Estuvimos casi una hora y media de espera en el edificio donde se recoge la Compostela, sí hora y media… una locura. Por suerte, en la entrada hay un código QR en el que te van diciendo por qué número van para que no tengas que estar haciendo cola. Nosotros aprovechamos y fuimos a esperar a un bar tomándonos una cerveza, nos la merecíamos.

Una vez teníamos la Compostela, solo nos quedaba disfrutar del resto del día en Santiago. Aunque parte de la tarde la empleamos para descansar, la otra la medicamos a celebrar que habíamos finalizado el famoso Camino de Santiago con unas buenas cervezas y degustando la rica gastronomía gallega. Era el broche merecidísimo a nuestro Camino de Santiago.

amigos con la bandera de su pueblo en frente de la catedral de santiago

Día 12: Vuelta a casa

Habíamos completado el camino de Santiago y tocaba regresar a casa. Habían sido 11 días muy intensos y emocionantes.

Nuestro vuelo salía casi a las 17h, por lo que pudimos aprovechar el día recorriendo Santiago, aprovechando para comprar los últimos regalitos y disfrutando del ambiente de la ciudad. 

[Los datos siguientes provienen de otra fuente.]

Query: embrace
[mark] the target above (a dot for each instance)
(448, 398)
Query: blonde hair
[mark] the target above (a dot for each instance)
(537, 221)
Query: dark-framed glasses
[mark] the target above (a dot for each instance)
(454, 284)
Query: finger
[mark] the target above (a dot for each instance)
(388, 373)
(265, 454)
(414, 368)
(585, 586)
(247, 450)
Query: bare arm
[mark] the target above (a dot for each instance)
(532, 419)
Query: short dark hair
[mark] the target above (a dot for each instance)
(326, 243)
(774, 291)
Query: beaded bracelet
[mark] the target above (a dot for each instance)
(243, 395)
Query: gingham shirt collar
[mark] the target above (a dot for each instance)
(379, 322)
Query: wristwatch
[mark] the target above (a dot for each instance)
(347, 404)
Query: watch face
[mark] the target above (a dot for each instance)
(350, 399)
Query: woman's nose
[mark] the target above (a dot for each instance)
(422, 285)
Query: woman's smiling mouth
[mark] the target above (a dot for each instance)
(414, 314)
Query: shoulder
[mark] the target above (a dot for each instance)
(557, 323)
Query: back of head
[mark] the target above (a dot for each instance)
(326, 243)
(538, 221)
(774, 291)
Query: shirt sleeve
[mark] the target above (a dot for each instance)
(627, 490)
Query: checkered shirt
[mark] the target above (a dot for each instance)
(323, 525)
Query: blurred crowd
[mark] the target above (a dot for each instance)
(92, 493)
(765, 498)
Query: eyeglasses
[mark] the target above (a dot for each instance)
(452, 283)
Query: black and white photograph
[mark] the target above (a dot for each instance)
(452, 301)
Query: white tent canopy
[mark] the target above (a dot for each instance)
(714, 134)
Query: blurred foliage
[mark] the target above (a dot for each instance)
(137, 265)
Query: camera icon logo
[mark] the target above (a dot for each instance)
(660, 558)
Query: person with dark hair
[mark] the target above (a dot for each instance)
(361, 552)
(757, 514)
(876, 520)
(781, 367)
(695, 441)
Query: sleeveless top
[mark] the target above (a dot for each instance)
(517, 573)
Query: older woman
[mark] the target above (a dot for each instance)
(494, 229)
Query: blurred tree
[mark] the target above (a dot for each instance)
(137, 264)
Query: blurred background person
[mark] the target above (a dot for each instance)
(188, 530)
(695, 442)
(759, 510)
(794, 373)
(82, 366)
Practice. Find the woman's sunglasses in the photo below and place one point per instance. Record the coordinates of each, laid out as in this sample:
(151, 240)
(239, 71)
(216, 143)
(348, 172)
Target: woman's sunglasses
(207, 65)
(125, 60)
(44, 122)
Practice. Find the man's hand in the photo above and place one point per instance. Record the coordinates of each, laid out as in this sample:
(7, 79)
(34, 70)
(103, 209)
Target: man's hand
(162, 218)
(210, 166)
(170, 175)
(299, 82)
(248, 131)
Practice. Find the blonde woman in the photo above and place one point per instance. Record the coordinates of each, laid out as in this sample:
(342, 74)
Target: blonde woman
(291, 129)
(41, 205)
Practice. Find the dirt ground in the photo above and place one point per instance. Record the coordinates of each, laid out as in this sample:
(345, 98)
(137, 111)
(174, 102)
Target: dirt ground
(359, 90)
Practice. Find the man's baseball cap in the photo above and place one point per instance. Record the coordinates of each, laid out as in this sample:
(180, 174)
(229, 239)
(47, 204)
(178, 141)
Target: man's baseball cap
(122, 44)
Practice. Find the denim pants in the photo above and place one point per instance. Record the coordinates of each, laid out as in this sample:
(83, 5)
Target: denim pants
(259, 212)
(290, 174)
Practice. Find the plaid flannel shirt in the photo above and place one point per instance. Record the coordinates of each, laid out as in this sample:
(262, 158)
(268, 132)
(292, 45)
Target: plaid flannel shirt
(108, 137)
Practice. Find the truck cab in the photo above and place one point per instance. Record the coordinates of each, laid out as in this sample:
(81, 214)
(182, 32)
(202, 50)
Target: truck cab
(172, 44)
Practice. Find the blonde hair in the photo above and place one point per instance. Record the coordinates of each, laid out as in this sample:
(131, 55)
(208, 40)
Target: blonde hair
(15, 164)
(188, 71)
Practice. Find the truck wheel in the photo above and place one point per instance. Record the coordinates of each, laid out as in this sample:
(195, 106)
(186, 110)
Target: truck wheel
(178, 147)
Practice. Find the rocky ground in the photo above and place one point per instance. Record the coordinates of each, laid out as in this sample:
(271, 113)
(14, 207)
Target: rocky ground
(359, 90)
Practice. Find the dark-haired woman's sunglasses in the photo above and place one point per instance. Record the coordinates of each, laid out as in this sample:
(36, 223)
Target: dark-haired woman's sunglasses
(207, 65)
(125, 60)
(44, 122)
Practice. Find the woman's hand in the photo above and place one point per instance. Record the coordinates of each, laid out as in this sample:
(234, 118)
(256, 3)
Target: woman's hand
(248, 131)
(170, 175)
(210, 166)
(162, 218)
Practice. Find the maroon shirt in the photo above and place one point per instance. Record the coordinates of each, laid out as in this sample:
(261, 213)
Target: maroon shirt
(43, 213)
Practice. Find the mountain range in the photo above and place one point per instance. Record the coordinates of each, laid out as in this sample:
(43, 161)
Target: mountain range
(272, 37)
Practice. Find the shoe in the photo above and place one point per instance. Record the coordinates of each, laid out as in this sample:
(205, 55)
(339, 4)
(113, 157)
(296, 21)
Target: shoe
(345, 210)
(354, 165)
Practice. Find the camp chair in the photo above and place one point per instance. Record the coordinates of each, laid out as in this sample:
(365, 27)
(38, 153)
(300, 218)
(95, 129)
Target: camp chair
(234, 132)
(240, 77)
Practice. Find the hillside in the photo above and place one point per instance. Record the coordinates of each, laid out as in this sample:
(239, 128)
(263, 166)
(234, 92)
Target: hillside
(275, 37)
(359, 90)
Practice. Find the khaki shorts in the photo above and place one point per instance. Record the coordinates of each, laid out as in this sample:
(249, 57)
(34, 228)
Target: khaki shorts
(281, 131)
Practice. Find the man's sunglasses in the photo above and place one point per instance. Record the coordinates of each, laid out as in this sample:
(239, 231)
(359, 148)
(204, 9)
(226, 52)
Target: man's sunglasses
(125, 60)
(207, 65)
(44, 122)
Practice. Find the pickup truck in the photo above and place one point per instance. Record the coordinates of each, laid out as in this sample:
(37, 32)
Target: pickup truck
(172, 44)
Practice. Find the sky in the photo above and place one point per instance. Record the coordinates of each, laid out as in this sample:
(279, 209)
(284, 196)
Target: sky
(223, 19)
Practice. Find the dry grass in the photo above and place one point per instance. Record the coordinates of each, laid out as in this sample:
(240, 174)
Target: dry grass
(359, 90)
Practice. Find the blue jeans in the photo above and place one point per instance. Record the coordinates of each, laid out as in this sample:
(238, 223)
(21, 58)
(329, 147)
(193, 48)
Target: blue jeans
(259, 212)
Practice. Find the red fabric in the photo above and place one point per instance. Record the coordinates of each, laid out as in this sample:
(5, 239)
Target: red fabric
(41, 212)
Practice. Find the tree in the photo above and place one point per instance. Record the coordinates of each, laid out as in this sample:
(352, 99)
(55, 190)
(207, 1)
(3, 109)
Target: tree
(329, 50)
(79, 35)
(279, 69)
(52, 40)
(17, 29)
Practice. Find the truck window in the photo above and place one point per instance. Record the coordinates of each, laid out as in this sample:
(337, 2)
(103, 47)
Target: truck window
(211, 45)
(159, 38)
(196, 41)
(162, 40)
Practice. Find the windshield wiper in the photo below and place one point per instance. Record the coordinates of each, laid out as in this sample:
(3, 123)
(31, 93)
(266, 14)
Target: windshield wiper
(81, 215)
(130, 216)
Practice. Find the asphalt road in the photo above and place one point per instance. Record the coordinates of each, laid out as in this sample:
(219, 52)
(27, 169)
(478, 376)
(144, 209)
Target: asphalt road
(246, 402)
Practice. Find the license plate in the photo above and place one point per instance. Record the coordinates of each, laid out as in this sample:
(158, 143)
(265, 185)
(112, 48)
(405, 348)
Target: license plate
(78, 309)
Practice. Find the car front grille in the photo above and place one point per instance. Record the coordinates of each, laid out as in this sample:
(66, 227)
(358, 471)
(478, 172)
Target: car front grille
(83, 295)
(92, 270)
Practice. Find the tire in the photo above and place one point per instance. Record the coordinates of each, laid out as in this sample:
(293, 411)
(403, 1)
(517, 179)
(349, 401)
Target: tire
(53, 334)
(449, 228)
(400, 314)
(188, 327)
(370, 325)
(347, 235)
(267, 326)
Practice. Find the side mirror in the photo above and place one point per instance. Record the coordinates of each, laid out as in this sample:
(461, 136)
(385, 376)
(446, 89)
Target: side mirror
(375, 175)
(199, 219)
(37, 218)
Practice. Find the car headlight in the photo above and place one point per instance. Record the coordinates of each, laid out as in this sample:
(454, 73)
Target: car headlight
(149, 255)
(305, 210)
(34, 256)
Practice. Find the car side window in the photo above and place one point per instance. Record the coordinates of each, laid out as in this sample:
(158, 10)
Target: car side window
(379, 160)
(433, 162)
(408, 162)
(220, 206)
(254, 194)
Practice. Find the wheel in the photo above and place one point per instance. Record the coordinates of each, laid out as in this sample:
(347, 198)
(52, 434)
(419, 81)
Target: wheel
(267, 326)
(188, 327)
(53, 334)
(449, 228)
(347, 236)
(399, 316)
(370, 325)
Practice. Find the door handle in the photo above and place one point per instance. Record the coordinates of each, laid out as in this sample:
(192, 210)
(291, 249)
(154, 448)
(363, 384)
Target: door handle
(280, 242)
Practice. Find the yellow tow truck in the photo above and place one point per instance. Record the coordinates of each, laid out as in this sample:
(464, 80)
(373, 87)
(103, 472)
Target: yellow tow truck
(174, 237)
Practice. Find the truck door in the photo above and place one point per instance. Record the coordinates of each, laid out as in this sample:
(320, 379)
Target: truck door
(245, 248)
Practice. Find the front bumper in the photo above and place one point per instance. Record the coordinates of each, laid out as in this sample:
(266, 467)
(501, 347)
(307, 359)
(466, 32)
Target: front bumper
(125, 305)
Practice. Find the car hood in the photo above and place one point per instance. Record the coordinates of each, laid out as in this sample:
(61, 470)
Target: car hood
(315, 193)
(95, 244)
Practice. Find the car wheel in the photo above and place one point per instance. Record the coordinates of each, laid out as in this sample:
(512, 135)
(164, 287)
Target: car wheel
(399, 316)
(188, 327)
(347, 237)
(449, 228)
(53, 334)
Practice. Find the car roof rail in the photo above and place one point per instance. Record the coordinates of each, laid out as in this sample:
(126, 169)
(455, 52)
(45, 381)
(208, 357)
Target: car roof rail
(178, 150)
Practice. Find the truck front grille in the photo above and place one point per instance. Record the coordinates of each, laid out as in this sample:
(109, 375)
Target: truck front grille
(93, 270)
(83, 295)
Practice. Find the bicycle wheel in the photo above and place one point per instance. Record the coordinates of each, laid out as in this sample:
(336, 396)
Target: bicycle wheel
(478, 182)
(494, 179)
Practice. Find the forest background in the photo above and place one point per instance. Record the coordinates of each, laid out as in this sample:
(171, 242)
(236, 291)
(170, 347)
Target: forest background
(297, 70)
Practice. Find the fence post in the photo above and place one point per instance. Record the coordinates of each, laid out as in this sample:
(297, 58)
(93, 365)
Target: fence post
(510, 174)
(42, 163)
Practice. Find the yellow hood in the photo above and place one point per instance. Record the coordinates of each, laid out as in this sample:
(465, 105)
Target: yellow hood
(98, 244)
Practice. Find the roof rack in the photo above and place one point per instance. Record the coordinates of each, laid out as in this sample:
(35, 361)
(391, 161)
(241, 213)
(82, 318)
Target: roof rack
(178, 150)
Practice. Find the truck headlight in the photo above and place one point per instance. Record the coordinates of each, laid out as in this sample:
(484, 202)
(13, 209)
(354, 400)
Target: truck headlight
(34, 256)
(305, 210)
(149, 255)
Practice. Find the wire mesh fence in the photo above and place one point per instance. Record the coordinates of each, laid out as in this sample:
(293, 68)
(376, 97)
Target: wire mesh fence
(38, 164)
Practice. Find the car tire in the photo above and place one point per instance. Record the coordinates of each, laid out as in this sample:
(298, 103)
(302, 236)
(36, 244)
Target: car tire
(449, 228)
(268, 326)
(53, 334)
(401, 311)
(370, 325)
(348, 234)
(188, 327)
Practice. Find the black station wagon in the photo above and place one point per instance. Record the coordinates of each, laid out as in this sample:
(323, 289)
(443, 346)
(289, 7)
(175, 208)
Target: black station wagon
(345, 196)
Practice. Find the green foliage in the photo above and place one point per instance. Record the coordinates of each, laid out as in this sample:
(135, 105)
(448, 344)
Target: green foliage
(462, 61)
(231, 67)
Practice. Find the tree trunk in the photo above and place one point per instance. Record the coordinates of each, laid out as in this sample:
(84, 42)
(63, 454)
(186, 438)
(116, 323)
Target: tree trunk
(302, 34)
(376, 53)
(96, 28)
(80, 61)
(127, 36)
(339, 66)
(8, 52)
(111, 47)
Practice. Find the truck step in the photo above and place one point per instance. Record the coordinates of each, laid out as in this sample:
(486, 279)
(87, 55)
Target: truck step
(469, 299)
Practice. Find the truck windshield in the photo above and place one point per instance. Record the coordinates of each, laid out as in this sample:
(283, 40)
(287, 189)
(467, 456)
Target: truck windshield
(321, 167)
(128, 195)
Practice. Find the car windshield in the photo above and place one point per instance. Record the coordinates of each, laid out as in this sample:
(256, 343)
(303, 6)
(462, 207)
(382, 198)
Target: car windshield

Después de comer, fuimos en taxi al aeropuerto, en esta ocasión sí que volaríamos los 5 juntos. Pero antes de eso, nos pudimos despedir de los amigos que fuimos conociendo durante toda la ruta.

A media tarde llegábamos a Madrid y todavía teníamos unas cuantas horas por delante hasta llegar a casa. Aprovechamos para cenar por el camino en una estación de servicio a medio camino entre Madrid y Onda, por lo que no llegamos a casa hasta casi medianoche. 

El viaje había llegado a su fin, un viaje muy recomendable por la experiencia, los paisajes, la gente que se conoce durante el camino… Un viaje que después de muchos años, al fin pude hacer.


Sin duda la experiencia de experiencia de hacer hacer el Camino de Santiago en tiempos de COVID (o no) es algo que recomiendo totalmente, y estoy seguro que repetiré la experiencia en otro momento de mi vida.

Espero que el post te haya resultado útil y te hayan entradoo ganas de hacerlo, lo que a pesar del esfuerxo, es un viaje que nunca olvidarás.